The evolution of the 2030 WRG has not been without setbacks and challenges. Some initiatives have been disbanded and others adapted in response to changes in leadership, external evaluations and shared experimentation and learning. As 2030 WRG approaches its 10th anniversary, the model reflects five early lessons for leaders working on water security and other complex, systemic challenges:
1. Government in the lead: The multistakeholder approach offers an alternative to what has primarily been a public sector role when ultimate responsibility still rests with government. A core priority of the approach is to help address the capacity gaps and overcome the political constraints that many governments face in managing water resources effectively and transparently.
2. Local ownership and collaboration from business and civil society: Greater inclusion and decision-making by local business and civic leaders have been essential in identifying shared priorities, designing feasible solutions and creating the incentives and buy-in needed for implementation.
3. A combined focus on data and analysis, stakeholder dynamics and the political economy of change: The 2030 WRG has learned the importance of balancing rigorous data and a technical understanding of water challenges with an appreciation of the institutional and political context. In addition to highlighting water security as a potential constraint on economic growth, it considers social and environmental concerns to generate a sense of shared urgency among diverse stakeholder interests.
4. Strong ‘backbone support’: A challenge of many multistakeholder platforms is that they unite parties who are at best unfamiliar and at worst distrustful of each other. Backbone support from a team that has the ability to stimulate, coordinate and support collaboration among such parties is essential. It requires a combination of technical expertise alongside the ability to think long-term, live with uncertainty, and learn and adapt along the way.
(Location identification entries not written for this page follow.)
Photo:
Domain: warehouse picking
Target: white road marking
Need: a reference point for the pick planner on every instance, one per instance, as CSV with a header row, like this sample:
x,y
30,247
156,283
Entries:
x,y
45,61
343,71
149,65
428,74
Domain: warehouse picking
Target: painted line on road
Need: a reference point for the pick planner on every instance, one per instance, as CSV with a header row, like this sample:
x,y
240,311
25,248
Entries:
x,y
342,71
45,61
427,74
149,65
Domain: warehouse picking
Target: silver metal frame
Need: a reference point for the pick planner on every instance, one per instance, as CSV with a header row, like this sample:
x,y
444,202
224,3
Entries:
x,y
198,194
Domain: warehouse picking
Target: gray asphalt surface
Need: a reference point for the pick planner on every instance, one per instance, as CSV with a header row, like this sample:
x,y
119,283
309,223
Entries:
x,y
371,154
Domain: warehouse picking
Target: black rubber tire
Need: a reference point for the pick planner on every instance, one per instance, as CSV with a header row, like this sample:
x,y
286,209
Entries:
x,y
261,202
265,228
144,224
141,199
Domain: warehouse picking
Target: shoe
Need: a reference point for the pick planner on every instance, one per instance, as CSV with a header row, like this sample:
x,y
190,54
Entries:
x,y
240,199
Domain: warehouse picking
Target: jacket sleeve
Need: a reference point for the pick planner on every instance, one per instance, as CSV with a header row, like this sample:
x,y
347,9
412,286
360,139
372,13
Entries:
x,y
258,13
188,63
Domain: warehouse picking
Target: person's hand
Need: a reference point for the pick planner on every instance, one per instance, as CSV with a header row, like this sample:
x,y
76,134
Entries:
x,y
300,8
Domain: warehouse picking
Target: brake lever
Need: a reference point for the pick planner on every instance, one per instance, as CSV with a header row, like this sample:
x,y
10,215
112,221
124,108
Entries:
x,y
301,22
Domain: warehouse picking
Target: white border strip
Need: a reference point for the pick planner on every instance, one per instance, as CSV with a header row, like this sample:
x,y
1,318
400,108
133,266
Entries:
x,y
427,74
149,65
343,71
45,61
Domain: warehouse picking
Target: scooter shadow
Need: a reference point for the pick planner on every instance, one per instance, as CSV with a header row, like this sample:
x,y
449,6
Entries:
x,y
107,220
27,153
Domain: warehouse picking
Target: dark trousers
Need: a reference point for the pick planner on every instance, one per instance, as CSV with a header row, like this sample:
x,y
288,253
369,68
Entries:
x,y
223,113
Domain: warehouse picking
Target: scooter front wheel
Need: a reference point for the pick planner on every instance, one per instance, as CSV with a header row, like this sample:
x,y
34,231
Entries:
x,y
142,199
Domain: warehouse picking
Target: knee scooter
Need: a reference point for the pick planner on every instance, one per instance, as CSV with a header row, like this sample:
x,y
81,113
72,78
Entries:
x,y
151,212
5. Vital roles for individual champions: Individual leaders have been essential to the evolution of the 2030 WRG. They have ranged from government ministers to corporate CEOs and practitioners from the participating organizations. Many have taken real, personal risk, investing their time, effort, influence, networks and, in some cases, reputation as vocal supporters for a collective effort they do not control and the outcomes of which are uncertain.
The 2030 WRG offers a promising approach to tackling the complex, systemic challenges of achieving water security and resolving shortages in the world’s most essential resource. If it can demonstrate the effectiveness of systems leadership and collaboration in the water sector, there will be enormous potential for this kind of approach to have a broader role in expediting progress towards achieving the Sustainable Development Goals.
This draws on the findings of a report on the 2030 Water Resources Group published by the Corporate Responsibility Initiative at Harvard Kennedy School.